O Estado Alfa editou a Lei nº XX/2020, disciplinando a cobrança do imposto sobre transmissão causa mortis, nas hipóteses em que o de cujus possuía bens no exterior. Ao ser notificado do lançamento tributário, o inventariante insurgiu-se contra a cobrança, com o argumento de que a União ainda não editara lei complementar regulando a matéria, o que era verdadeiro.

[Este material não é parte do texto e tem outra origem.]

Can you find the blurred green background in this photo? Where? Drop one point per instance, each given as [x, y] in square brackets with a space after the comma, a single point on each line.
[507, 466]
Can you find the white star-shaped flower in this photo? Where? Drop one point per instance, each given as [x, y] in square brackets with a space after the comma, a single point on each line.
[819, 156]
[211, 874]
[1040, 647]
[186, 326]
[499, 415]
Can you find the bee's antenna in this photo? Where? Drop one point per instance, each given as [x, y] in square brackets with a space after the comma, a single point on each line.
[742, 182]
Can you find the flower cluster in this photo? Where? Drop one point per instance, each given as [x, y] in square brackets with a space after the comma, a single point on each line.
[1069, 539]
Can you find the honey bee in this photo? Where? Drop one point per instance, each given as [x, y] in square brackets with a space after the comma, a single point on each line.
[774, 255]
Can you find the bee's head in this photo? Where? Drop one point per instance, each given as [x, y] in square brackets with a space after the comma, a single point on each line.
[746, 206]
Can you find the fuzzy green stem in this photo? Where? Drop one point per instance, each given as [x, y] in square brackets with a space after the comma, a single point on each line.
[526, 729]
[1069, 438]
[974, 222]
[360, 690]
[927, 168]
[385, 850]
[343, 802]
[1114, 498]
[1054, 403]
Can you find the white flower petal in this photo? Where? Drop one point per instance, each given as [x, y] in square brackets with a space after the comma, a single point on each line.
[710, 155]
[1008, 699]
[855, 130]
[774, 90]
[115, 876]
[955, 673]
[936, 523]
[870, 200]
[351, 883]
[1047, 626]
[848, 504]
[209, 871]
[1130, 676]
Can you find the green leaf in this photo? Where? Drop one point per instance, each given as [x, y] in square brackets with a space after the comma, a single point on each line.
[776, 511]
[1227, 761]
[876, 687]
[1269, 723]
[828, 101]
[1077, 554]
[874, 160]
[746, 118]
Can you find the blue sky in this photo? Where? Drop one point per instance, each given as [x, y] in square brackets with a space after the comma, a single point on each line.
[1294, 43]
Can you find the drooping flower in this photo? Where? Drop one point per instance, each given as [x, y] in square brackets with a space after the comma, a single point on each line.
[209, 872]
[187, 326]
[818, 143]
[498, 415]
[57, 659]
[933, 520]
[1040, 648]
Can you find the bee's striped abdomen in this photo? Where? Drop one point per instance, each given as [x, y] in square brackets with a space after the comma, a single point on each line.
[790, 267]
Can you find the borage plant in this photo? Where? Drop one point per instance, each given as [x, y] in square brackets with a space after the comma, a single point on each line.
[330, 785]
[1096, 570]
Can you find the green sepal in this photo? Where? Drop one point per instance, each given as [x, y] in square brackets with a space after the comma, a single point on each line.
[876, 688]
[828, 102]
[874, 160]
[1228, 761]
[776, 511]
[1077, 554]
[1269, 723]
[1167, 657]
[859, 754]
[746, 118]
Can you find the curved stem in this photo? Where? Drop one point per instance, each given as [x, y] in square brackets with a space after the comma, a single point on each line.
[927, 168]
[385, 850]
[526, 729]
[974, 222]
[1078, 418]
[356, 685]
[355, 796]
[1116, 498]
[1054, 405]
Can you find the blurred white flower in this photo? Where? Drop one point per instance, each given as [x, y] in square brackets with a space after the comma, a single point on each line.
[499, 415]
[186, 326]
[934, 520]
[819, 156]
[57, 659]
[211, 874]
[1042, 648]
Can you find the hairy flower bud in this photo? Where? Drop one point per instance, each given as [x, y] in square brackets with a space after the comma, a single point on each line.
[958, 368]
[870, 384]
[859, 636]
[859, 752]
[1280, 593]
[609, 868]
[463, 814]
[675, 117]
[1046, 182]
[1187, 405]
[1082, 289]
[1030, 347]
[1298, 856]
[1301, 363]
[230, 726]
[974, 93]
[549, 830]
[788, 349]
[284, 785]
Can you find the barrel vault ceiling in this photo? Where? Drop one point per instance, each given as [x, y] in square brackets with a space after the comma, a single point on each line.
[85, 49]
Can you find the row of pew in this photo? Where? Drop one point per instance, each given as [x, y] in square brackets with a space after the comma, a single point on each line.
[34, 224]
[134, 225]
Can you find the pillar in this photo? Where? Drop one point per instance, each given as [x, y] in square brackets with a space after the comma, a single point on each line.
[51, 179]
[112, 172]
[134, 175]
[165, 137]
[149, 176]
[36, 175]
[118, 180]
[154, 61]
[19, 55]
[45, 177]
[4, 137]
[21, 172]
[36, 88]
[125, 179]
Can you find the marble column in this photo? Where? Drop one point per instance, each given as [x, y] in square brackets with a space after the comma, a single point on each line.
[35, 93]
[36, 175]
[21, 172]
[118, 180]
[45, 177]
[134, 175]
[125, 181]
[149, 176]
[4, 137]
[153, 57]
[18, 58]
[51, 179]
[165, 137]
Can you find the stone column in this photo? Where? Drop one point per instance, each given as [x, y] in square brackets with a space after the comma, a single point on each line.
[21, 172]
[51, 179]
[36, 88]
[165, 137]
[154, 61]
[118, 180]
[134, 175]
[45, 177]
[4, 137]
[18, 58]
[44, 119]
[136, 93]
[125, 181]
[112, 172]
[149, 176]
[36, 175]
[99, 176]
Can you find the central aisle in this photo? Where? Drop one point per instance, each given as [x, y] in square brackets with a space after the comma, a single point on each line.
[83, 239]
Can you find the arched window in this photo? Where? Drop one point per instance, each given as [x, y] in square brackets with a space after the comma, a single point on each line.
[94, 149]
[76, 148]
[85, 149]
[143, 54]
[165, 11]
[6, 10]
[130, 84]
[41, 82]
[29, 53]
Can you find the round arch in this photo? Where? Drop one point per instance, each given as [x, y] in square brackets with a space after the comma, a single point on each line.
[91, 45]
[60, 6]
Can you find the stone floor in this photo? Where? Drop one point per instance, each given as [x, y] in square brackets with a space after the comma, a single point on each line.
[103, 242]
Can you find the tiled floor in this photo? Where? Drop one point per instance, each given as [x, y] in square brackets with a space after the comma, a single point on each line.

A Lei nº XX/2020 é formalmente
- A)inconstitucional, porque, apesar de o Estado Alfa poder dispor sobre a matéria, tal deveria ser feito com a edição de lei complementar.
Errada, porque o Estado até pode legislar sobre ITCMD, mas nessa hipótese específica a Constituição exige lei complementar da União, não lei complementar estadual.
- B)inconstitucional, porque a ausência de lei complementar da União, disciplinando a competência tributária, impede que o Estado Alfa legisle sobre a matéria.
Certa, porque o art. 155, §1º, III, da Constituição condiciona a cobrança do ITCMD com conexão internacional à prévia lei complementar federal.
- C)constitucional, porque a ausência de lei complementar da União não pode obstar o exercício de nenhuma competência tributária pelos demais entes federativos.
Errada, porque a ausência de lei complementar federal não bloqueia toda e qualquer competência tributária dos entes, mas apenas essa situação constitucionalmente condicionada.
- D)constitucional, porque a ausência de normas gerais editadas pela União, em matéria de legislação tributária, permite que o Estado Alfa exerça a competência legislativa plena.
Errada, porque a competência legislativa plena do art. 24, §3º, da Constituição não autoriza o Estado a cobrar ITCMD em hipótese que depende de lei complementar específica da União.
- E)constitucional, porque os balizamentos para a cobrança do referido imposto estão integralmente previstos na ordem constitucional, logo, o Estado Alfa limitou-se a repeti-los.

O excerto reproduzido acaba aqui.